Before we begin, we would like to briefly introduce the problem as we define it.

We define the token coloring problem to be the problem of (1) tracking which minter minted a token for fair burning, and (2) tracking the attribution of how many colored tokens have been minted by a given minter (i.e., a minter’s mint) in proportion to the global supply of tokens. The mint is stored on a primary chain, which can be thought of as a snapshot of the instantaneous circulation across all of the chains, including the primary and a collection of secondary chains. For literary purposes, we refer to the unique ID of a minter as its color, and refer to these colors using color names such as red, green, and blue. These colors will invariably be numeric identifiers in practice.

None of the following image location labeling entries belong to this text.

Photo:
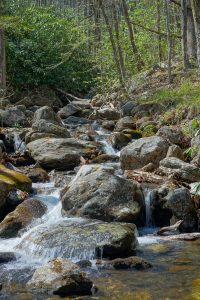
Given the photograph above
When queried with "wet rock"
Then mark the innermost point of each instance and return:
(46, 129)
(133, 262)
(60, 154)
(172, 134)
(128, 107)
(81, 239)
(118, 139)
(109, 125)
(184, 171)
(76, 121)
(68, 110)
(84, 264)
(108, 113)
(105, 158)
(62, 277)
(13, 116)
(175, 151)
(196, 160)
(97, 193)
(6, 257)
(147, 108)
(14, 179)
(46, 113)
(195, 142)
(143, 151)
(125, 123)
(170, 205)
(38, 175)
(4, 103)
(23, 215)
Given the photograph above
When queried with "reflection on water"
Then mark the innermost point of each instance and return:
(175, 275)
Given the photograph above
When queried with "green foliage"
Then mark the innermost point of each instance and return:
(44, 47)
(191, 152)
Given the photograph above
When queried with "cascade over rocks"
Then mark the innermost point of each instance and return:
(60, 153)
(62, 277)
(97, 193)
(143, 151)
(81, 239)
(184, 171)
(23, 215)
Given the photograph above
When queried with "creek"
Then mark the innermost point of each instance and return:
(175, 273)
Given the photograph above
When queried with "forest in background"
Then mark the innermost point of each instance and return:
(84, 44)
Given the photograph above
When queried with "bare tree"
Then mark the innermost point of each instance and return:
(169, 39)
(184, 33)
(196, 15)
(2, 60)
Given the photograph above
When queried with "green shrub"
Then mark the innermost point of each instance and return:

The most impactful part of this problem is the color tracking for fair token burning: if a user redeems a token, how do we identify which minter originally minted it? This problem seems incredibly simple at first glance, but is actually the well known and difficult Colored Coins problem. Applying the Colored Coins protocol to this problem would result in O(N) storage and O(N) compute for a system of N minters, and thus runs into scaling problems on blockchain. We not only present an O(1) solution to this problem, but also design a practical O(1) mechanism to allow crosschain transfers as well.

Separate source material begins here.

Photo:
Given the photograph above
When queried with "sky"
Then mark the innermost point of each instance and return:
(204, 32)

The two operations demanding meticulous implementation are transfer and remint. Transfer, a straightforward operation, entails sending tokens from one wallet to another within and between blockchains. Both operations are inherently O(N), and we present the first solution (lossy coloring) to the token coloring problem. Lossy coloring serves as the basis for the four algorithms we designed to solve token coloring: ColorFloat, ColorTrace, rho, and ColorAge. All four of these algorithms are complete and pareto-optimal and we believe that there is potential for all four algorithms to be used in future Web3 ecosystems. However, the Verified USD Foundation deemed ColorTrace to have the most desirable properties for USDV in particular.

On top of this, there are several intricacies of crosschain transfers caused by the asynchrony between source debit and destination credit that we also solve in order to design a complete omnichain solution.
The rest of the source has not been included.